By avoiding referencing any variable outside its scope, Approach 2 makes the function self-contained. This allows users to easily anticipate the consequence of executing double through a simply inspection of the function, eliminating the need to review the entire codebase. Thus, Approach 2 aligns with the interpretation of a function as a self-contained mini-program: the function embodies the task of doubling a variable, turning the function reusable and applicable to any variable. In this context, applying double to the global variable x becomes just one possible application.

Recommendations For The Use Of Functions

Structuring code around functions offers numerous advantages. However, to fully realize these benefits, users must adhere to certain principles when writing code. This section outlines a few of them and should be considered as a mere introduction to the subject. The topic will be investigated further, when we explore high performance.

Avoid Global Variables in Functions

Global variables are strongly discouraged. This is not only due to the reasons mentioned previously, but also because they can have a devastating impact on performance. The easiest solution to this issue is to pass global variables as function arguments. This practice will actually become second nature once you start viewing functions as self-contained mini-programs. Specifically, by adopting this perspective, you'll conceive local variables as labels to describe a task, rather than references to global variables. This shift in mindset can help you write more efficient and maintainable code.

Avoid Redefining Variables within Functions

The suggestion applies to both local variables and function arguments. Redefining these variables can have several disadvantages, including reduced code readability and potential performance degradation. Therefore, it's recommended that you define new variables instead of redefining existing ones. This approach is demonstrated in the following example.

function foo(x)
   x      = 2 + x           # redefines the argument
   
   y      = 2 * x
   y      = x + y           # redefines a local variable
end

function foo(x)
   z      = 2 + x           # new variable
   
   y      = 2 * x
   output = z + y           # new variable
end

Modularity

We've emphasized the importance of viewing functions as self-contained mini-programs, designed to perform specific tasks. This perspective leads us to highlight the importance of modularity: the practice of breaking down a program into multiple small functions, each with its own distinct purpose, inputs, and outputs.

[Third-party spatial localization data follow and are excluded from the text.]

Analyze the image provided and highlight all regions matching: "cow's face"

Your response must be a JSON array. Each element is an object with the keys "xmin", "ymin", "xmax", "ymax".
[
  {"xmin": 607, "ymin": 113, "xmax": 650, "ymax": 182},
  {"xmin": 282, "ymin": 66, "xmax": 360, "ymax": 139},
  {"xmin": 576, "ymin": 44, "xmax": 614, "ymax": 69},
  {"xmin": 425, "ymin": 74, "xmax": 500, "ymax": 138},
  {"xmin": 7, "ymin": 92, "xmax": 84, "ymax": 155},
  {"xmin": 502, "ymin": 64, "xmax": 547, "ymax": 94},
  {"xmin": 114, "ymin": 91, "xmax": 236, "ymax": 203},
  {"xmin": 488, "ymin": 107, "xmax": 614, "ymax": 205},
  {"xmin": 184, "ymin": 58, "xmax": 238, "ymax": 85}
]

The primary benefit of modularity is the ability to work with independent code blocks. By keeping these blocks separate, we can decompose complex problems into multiple manageable tasks, making it easier to test and debug code. Additionally, modularity makes it possible to eventually improve or substitute parts of the code, without breaking the entire program.

A helpful way to understand this principle is by considering the analogy of building a Lego minifigure. In the first step, multiple blocks are created independently, each representing a specific part of the figure, such as the legs, torso, arms, and head. Then, in the second stage, these individual blocks are brought together and assembled into an integrated minifigure.

This two-step approach offers several advantages. By focusing on each block individually, we can concentrate and refine each part without worrying about the entire structure. Additionally, it provides great flexibility: since each block is created independently, we can modify specific blocks without having to rebuild the entire figure. For instance, if we want to change the figure's head, we can simply swap out the corresponding block, without starting from scratch.

The principle of modularity is closely tied to the suggestion of writing short functions. Some proponents even argue that functions should be limited to fewer than five lines of code Indeed, entire books have been written based on this principle. Although this viewpoint may be considered rather extreme, it clearly emphasizes the advantages of avoiding lengthy functions.